LA SAYONA

Una noche un hombre, mientras su esposa dormía, se escapó de casa para encontrarse con su amante. En medio del camino se sorprendió al ver que ella venía a su encuentro, aunque le extrañaba su caminar tambaleante. Corrió detrás de ella, pero al llegar a su casa la mujer siguió de largo.
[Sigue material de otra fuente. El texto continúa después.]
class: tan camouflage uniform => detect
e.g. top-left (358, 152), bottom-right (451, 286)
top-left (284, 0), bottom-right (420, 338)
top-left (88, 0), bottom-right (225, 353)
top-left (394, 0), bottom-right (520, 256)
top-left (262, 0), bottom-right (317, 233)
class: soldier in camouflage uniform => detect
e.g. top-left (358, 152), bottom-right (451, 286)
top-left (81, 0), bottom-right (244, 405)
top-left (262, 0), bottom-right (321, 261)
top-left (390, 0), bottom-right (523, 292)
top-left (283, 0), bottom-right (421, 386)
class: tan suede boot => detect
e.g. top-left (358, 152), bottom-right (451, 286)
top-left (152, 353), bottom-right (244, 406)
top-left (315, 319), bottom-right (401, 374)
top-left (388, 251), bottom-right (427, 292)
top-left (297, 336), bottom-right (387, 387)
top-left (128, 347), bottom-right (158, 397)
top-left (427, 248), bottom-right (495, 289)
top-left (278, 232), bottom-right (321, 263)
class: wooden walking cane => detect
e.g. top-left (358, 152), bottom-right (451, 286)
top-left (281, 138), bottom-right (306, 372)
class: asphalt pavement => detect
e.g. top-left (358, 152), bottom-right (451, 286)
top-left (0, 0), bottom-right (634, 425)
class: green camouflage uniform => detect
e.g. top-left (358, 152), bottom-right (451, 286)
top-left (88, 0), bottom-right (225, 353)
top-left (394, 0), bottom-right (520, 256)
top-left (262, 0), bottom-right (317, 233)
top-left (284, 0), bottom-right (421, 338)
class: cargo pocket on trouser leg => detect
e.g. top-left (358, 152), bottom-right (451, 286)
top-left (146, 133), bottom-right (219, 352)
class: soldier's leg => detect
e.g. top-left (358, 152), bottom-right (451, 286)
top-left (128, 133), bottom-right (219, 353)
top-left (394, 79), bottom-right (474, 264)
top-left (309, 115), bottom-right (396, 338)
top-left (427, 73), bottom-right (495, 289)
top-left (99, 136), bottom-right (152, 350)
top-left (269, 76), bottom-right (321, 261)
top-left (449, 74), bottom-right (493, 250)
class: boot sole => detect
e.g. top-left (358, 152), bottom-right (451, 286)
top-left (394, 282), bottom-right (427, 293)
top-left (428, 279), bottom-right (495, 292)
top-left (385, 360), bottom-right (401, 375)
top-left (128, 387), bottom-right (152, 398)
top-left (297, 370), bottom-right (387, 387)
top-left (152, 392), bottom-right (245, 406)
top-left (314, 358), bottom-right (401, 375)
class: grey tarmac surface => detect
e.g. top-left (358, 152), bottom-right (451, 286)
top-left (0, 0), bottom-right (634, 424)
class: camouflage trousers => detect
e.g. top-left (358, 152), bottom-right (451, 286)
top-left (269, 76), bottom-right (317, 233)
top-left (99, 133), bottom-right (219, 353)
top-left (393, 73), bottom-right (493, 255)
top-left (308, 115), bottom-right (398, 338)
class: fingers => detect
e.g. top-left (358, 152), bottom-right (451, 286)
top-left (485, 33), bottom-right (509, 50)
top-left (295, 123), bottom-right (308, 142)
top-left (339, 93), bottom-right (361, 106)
El hombre desconcertado, le dijo: – “Pero bueno, ¿Qué pasa?” Cuando volteó, se encontró con una mujer blanca con cara de muerte, dientes afilados como hachas y unas enormes uñas, largas como garras. Salió corriendo hacia su casa y el ánima lo persiguió con los brazos abiertos para estrecharlo. El hombre logró escapar y al llegar a su casa, se encontró con su suegra despierta, quien al verlo tan agitado le preguntó: – “Mijo ¿Y a ti qué te pasó?” -“¡Qué buen susto me llevé! Salí un momentito a orinar y me salió esa mujer…” – “¡Ay mijito, tú como que le estás montando los cuernos a mi hija! Déjese de eso, yo que se lo digo…” El hombre asegura -aunque fue hace mucho tiempo-, que tras esa experiencia no le quedaron ganas de volver a engañar a su mujer.